Ce qui me choque dans le système de type allemand, c'est qu'il s'agit d'une limitation globale : on a l'impression que l'on va indemniser les premières victimes assez largement et que, une fois l'enveloppe épuisée, on dira simplement aux victimes suivantes qu'il n'y a plus rien pour elles. Cela me paraît tout de même assez barbare ! Je pense qu'il faudrait instituer une sorte de tarification par accident, de manière à réserver des fonds pour l'indemnisation des victimes qui se révéleraient ultérieurement.
En tout cas, je ne serais pas hostile à un système de limitation. Mais nous avons encore le temps d'étudier sérieusement un point aussi important.
Je conclurai en reprenant ce que disait M. Jean-Marie Girault avec la grande sagesse et la grande expérience qui sont les siennes : ne prononcez pas, mes chers collègues, ce principe général d'irresponsabilité, qui se retournera, on le verra un jour, contre ceux qui l'auront imaginé. Laissez donc, grâce à la notion de sécurité à laquelle on peut légitimement s'attendre compte tenu de la date à laquelle le produit a été mis en service, à la jurisprudence - sa sagesse est certainement supérieure à celle des textes que nous imaginons sans cesse - le soin de résoudre ce problème.
C'est dans cet esprit, et avec le souci d'apporter la plus sage des solutions à ce problème du risque de développement, que je vous demande d'adopter l'amendement de la commission des lois.
Mme Odette Terrade. Je demande la parole pour explication de vote.
M. le président. La parole est à Mme Terrade.
Mme Odette Terrade. Souscrivant à l'argumentation aussi pertinente que documentée de M. le rapporteur, nous voterons l'amendement n° 8.
M. Marcel Charmant. Je demande la parole pour explication de vote.
M. le président. La parole est à M. Charmant.
M. Marcel Charmant. Nous ne pouvons, sur ce point, suivre M. le rapporteur, pas plus d'ailleurs que Mme le ministre.

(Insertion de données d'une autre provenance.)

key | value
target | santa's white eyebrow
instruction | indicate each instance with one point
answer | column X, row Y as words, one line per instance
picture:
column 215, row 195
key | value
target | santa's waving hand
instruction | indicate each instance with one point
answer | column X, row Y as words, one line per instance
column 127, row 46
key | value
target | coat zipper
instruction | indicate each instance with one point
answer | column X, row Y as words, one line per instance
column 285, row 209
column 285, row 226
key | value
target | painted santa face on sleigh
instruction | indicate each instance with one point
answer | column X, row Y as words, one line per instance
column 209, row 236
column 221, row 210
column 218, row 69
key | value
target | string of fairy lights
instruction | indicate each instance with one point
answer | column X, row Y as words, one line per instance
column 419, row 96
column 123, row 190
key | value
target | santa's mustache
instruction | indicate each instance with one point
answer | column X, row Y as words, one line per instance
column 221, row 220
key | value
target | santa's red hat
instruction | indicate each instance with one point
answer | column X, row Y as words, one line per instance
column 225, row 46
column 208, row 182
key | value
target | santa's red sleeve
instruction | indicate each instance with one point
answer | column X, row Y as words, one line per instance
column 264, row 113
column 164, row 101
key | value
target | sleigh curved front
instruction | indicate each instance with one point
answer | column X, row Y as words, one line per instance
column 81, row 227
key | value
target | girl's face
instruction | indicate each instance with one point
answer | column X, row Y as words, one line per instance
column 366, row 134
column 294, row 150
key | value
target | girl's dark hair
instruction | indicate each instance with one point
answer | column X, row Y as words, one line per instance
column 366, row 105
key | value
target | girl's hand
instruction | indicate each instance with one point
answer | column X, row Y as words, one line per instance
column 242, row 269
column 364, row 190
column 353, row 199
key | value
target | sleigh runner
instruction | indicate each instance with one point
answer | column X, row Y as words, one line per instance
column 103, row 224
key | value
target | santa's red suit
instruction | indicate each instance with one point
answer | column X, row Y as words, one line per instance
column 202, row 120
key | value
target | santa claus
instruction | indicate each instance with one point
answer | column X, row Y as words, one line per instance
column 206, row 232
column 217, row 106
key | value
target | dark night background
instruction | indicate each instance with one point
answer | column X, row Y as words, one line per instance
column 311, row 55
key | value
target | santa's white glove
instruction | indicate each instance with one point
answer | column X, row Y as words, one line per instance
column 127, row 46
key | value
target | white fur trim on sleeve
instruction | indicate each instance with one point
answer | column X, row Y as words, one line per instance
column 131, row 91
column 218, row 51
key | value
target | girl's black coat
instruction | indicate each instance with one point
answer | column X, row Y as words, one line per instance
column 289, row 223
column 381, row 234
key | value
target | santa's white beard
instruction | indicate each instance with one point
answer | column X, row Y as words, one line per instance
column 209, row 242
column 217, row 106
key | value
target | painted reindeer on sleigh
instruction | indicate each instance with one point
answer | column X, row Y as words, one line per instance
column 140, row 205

Tout d'abord, je le rappelle, le texte actuel prévoit que les dispositions traditionnelles de notre droit sont maintenues. Ainsi, toute victime a la possibilité de choisir entre le dispositif du texte qui nous est soumis et celui qui est déjà en vigueur.
Or, M. le rapporteur le disait lui-même, le système français actuel est très protecteur. La victime n'aura donc aucune difficulté à faire valoir ses droits.
Par ailleurs, introduire une disposition expresse dans notre législation ne permettrait en aucune manière au producteur d'invoquer le risque de développement pour s'exonérer de sa responsabilité.
S'agissant des produits de santé, avec mon collègue François Autain et l'ensemble de mon groupe, je pense qu'ils sont fondamentalement différents des autres parce qu'ils ne peuvent être distribués qu'après obtention par les producteurs d'une autorisation.
M. Jean-Jacques Hyest. Exactement !
M. Marcel Charmant. En outre, il existe un paragraphe 5°, qui permet au producteur d'invoquer les prescriptions qui lui ont été imposées.
J'ajoute que ne pas faire comme nous le propose M. Fauchon ou comme nous le propose le Gouvernement, ce n'est pas ne rien faire. En effet, si nous adoptions l'amendement de M. Fauchon ou celui de Mme le garde des sceaux, nous n'avancerions pas vers une voie où il faudra bien que nous nous engagions un jour, à savoir, dans la perspective de l'indemnisation d'un ensemble de victimes du fait d'un défaut lié au développement d'un produit, celle d'une mutualisation de ce risque.
M. le président. Personne ne demande plus la parole ?...
Je mets aux voix l'amendement n° 8, repoussé par le Gouvernement.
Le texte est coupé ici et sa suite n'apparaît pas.